"We are now living in a globally connected world and management education is shifting attention to developing economies and campuses abroad. Exchanges, global study teams, entrepreneurial partnerships and global consulting projects are the way forward for business schools as they prepare for a new generation of leaders across cultures and sectors."
said Dr. Olian.
UCLA Anderson is one of the few public business schools routinely included among the leading schools of management and is pursuing an aggressive growth strategy that includes hiring a record number of faculty from the world's best research institutions. With six research centers, the school has expanded its Board of Visitors, attracting leading executives who bring diverse functional and global perspectives.
During the meetings, Dr. Olian and Dr. Osborne will examine management education's future role, covering topics such as: managing connected risk of a global scale; bringing innovation and entrepreneurship to the knowledge economy; and using new media and social networking technologies for learning models.
On the subject of social networking, Dr. Olian went on to reveal some remarkable facts about Facebook, pointing out that with 300 million active users, if it were a country Facebook would be 4th largest in the world.

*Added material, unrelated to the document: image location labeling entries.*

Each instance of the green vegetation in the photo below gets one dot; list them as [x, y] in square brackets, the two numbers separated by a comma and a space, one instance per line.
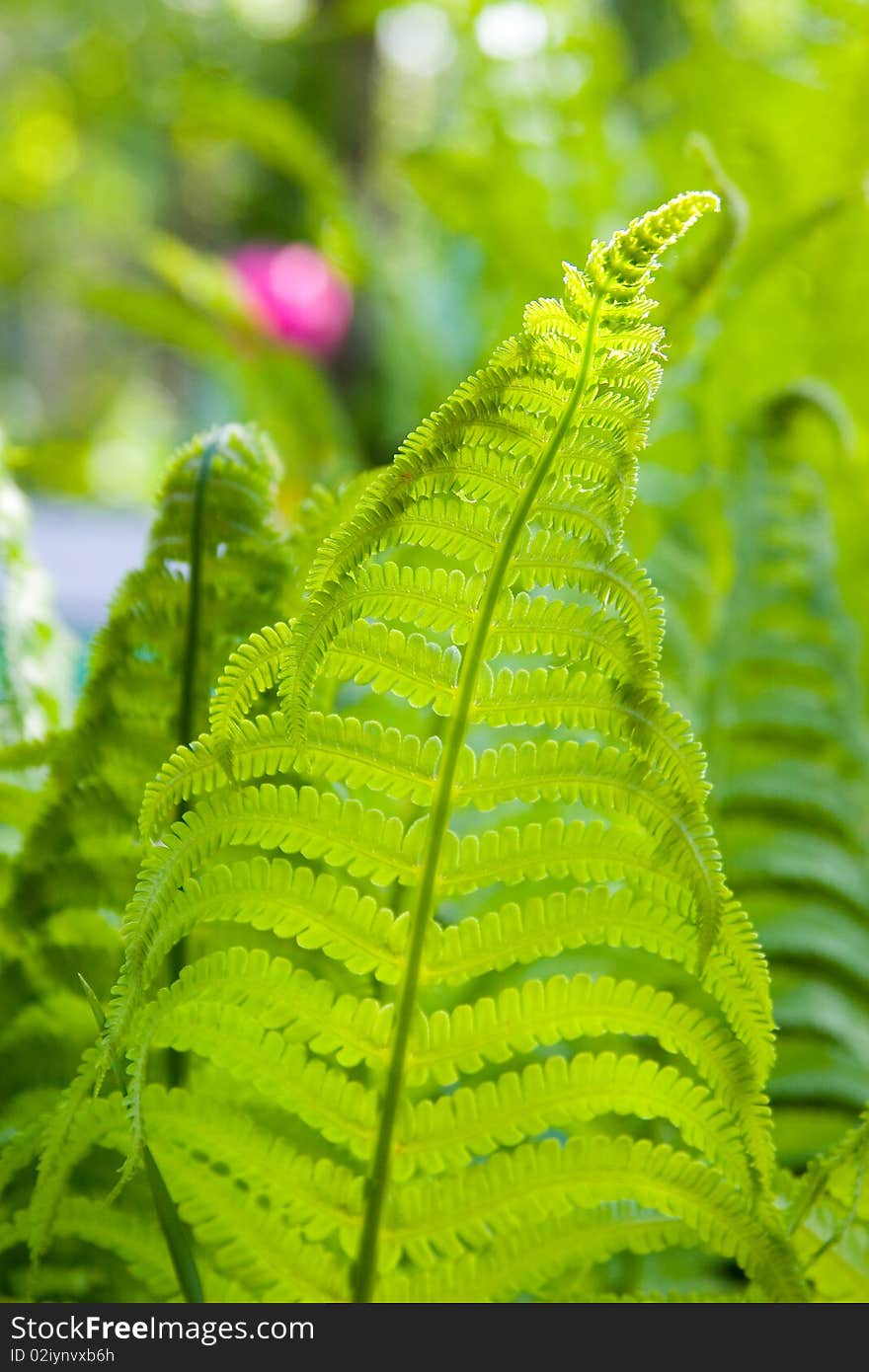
[464, 859]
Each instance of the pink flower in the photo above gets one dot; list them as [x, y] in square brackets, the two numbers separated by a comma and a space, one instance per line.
[294, 295]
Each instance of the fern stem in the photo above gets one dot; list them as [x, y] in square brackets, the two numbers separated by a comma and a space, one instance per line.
[365, 1266]
[172, 1227]
[186, 722]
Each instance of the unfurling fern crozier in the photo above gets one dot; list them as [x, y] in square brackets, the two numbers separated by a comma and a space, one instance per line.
[472, 792]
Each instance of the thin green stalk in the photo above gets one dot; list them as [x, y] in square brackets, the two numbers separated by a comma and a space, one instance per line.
[365, 1266]
[187, 701]
[172, 1227]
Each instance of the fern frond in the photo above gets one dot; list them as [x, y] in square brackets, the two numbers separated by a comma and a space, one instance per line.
[791, 762]
[472, 773]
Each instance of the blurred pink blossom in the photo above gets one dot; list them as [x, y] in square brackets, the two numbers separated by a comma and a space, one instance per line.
[294, 295]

"The pace of change is accelerating and the techno-savvy generation that we call The New Millennials requires a new approach that embraces their lifestyles and embodies their socially responsible values," concluded Dr. Olian. "It is through innovative and forward-thinking schools such as UCLA Anderson that this will be achieved."
Judy D. Olian, Ph.D., is the eighth dean of UCLA Anderson School of Management and is the John E. Anderson Chair in Management. She has served as chairman of the Association to Advance Collegiate Schools of Business (AACSB International), the premier business accrediting and management thought leadership organization in the world. She also has chaired two industry-wide AACSB commissions addressing the future of management education, and the looming crisis of shortages in business Ph.D. graduates.
As dean of UCLA Anderson, Dr. Olian leads a school that annually provides management education to approximately 1,800 students enrolled in MBA, Executive MBA, Fully-Employed MBA, Masters of Financial Engineering and doctoral programs, and to more than 2,000 professional managers through executive education programs. The school has several widely recognized research centers and more than 36,000 alumni worldwide.